That’s not validation. It’s more like helpful hints.

A pointless distinction when we all know what we're talking about.

Is it? I’ve seen devs bring complicated code to the frontend when a required attribute on the tag would have done the job just as well. Preventing user mistakes is not the same as ensuring correct input.

We've all seen bad implementations of any given thing I'd imagine. Ever submit a form that triggers a full page refresh after about 8 seconds of hanging, only to lose half the data and reveal some arcane requirement to you that wasn't stated up front? Of course this isn't the proper way to do it, but it happens.

What is the difference?

The same is true for any JS "validation" and I was using common terminology.

From a user point of view as long as you keep the feedback loop short what difference can they see?

Neither is it validation when you use JS if the server doesn't check it. You can always send requests with postman, curl or your tool of choice.

Helpful hints are all you can rely on from client-side. Client-side validation doesn't really exist, true validation only happens server-side.

There's a lot of validation that can be done with HTML; I'd even say most client-side validation can be handled by HTML/the browser.

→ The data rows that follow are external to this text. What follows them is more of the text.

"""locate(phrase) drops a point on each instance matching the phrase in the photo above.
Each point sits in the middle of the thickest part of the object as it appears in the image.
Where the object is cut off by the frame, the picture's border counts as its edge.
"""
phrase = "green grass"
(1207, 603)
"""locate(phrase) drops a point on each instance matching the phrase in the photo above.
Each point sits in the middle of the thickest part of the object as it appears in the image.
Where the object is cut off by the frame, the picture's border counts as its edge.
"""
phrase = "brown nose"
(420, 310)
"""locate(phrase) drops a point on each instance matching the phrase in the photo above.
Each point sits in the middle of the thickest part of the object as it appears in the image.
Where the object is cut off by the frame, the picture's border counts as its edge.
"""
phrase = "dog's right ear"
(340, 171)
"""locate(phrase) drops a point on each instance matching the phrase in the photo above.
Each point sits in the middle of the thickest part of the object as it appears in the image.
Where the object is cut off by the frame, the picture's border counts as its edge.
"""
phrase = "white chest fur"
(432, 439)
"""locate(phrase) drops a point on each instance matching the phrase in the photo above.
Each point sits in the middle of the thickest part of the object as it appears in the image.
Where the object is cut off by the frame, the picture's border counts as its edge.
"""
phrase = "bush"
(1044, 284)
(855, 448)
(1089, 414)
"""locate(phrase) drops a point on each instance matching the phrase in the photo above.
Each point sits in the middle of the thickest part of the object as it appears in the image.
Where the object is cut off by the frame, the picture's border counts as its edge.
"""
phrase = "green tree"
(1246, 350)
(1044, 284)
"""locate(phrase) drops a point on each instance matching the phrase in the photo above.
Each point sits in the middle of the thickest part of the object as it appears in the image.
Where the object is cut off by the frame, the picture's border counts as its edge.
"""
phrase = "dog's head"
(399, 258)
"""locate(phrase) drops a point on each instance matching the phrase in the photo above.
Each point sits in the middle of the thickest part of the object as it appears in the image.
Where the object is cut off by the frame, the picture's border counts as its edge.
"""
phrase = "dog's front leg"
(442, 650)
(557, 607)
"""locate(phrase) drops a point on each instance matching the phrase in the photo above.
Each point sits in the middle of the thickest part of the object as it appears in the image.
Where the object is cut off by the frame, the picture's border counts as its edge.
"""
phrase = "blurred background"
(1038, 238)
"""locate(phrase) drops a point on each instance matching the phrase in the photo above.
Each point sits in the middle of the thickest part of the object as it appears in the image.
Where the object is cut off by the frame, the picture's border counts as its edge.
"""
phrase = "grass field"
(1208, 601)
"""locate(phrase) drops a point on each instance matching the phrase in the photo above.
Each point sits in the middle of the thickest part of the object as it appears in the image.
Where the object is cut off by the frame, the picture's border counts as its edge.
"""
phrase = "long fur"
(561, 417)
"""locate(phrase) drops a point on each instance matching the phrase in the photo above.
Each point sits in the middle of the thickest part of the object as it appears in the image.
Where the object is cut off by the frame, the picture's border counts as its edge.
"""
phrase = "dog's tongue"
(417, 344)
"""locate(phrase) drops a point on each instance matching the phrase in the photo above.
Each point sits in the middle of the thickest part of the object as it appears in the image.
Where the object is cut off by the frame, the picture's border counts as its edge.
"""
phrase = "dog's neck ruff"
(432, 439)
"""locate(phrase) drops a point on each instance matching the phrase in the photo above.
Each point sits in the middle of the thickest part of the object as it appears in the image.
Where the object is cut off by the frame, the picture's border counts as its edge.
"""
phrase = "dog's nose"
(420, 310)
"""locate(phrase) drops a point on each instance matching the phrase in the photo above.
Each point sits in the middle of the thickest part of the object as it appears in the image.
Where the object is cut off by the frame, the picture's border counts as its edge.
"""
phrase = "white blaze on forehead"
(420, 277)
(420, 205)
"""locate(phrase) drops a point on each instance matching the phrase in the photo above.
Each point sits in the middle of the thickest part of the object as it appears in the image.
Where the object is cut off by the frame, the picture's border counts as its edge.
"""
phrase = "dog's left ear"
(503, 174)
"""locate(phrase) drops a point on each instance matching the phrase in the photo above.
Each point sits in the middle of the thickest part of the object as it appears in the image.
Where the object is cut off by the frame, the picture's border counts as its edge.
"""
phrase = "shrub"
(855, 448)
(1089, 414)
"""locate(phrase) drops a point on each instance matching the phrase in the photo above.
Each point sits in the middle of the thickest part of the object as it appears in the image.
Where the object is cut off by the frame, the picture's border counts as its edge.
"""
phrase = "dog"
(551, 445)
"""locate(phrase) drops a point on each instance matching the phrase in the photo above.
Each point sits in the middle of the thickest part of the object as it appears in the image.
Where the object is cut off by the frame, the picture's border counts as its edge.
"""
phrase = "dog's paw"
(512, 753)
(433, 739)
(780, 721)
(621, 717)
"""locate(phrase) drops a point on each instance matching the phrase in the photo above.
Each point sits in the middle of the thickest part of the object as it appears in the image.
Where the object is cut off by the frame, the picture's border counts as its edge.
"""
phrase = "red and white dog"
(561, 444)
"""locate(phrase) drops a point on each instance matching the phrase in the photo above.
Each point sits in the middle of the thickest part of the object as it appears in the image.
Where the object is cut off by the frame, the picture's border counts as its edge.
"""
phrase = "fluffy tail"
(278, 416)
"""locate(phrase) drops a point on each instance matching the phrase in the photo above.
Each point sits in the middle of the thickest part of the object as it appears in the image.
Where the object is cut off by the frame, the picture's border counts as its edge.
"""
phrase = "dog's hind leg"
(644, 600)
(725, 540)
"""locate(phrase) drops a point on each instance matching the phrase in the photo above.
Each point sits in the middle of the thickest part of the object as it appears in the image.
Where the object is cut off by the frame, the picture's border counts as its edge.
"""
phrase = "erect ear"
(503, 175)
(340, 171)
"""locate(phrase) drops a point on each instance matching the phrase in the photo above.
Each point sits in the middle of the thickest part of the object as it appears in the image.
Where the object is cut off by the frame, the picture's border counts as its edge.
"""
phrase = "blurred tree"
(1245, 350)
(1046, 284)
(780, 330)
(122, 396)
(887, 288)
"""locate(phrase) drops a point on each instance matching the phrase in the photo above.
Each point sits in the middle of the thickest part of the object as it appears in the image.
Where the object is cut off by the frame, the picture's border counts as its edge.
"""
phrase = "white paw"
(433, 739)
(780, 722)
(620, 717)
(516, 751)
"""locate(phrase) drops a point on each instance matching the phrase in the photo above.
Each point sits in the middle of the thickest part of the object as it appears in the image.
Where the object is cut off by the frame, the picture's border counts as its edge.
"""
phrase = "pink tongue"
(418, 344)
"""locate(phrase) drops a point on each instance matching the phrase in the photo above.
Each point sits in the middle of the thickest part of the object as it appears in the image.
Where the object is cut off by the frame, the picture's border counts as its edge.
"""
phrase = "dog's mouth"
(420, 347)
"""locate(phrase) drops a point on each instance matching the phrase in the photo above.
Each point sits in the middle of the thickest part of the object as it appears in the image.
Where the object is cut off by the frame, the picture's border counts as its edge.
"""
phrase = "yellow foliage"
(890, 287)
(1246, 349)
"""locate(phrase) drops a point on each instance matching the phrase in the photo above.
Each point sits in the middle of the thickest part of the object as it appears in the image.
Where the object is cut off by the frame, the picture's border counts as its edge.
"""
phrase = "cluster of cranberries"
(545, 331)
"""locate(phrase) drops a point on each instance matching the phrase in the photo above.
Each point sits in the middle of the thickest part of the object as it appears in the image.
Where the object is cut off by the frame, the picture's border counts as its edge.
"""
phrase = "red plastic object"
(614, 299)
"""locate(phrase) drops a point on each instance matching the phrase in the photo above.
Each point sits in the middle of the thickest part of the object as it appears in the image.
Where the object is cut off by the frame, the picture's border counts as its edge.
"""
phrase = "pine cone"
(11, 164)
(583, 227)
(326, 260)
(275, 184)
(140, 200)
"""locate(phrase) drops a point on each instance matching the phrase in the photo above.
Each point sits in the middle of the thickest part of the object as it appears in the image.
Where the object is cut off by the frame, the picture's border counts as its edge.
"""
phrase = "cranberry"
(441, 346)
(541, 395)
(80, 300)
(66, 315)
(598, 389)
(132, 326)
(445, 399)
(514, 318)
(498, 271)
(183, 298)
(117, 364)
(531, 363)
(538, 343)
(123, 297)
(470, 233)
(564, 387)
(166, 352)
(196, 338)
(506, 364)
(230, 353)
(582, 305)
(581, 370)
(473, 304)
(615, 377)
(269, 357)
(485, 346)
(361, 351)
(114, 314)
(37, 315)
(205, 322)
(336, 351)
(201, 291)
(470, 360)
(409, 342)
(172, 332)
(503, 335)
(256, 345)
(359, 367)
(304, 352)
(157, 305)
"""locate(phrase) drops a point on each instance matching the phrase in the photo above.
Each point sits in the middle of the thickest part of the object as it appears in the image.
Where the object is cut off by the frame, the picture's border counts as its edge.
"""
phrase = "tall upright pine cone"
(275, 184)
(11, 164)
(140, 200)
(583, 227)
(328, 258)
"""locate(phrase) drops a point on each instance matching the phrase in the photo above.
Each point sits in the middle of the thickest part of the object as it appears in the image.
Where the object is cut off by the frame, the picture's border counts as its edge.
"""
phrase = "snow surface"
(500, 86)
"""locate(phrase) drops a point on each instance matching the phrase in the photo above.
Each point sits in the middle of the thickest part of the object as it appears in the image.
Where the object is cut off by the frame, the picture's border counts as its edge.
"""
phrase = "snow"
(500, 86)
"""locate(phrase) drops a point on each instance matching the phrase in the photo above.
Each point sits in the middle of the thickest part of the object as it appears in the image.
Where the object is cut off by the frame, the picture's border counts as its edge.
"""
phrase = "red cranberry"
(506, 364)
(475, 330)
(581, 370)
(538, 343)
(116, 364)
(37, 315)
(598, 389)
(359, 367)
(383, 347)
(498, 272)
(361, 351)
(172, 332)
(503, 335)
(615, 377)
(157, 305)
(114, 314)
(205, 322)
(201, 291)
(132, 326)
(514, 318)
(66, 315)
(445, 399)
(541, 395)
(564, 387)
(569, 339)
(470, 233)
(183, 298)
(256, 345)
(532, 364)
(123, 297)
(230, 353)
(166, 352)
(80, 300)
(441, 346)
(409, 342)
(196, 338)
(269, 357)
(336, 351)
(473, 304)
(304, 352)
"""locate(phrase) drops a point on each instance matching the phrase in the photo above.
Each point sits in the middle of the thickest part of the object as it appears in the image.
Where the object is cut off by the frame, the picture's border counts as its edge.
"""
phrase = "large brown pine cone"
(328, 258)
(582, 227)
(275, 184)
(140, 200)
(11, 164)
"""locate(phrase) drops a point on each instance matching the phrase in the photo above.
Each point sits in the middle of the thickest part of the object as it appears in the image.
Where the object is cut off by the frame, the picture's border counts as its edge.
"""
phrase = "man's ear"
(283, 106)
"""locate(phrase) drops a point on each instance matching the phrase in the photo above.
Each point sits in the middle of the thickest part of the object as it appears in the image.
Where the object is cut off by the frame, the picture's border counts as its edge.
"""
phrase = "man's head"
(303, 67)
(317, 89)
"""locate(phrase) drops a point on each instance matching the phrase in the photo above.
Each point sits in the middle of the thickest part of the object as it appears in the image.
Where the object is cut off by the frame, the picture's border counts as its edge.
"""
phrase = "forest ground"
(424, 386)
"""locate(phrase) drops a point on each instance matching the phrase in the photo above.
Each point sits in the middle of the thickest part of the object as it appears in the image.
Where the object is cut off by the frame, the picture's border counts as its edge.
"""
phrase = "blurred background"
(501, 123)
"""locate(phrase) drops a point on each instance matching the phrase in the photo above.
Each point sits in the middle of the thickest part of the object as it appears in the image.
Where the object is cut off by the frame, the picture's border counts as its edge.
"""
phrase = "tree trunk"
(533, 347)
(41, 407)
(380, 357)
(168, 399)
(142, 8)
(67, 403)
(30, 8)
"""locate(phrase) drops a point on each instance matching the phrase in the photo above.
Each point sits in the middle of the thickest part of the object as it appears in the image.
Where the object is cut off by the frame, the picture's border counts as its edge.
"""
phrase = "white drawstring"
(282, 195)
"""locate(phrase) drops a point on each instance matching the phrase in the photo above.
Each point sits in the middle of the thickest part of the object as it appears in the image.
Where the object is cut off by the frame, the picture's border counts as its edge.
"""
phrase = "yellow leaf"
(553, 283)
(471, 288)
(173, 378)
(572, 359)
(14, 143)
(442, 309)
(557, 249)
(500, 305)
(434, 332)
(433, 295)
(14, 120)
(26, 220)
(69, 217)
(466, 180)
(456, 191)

You can specify input types, do RegExp matching, etc. There's a lot in the spec.

You'll need server-side validation anyway…

You can have a minimal library like HTMX or if you have access to a solution Phoenix LiveView, you need minimal JS to have an interactive page, the only downside is that you could introduce some latency because of the network trip.

I think a part of the point is to question the need for things like that. Do your users actually need all of these bells and whistles?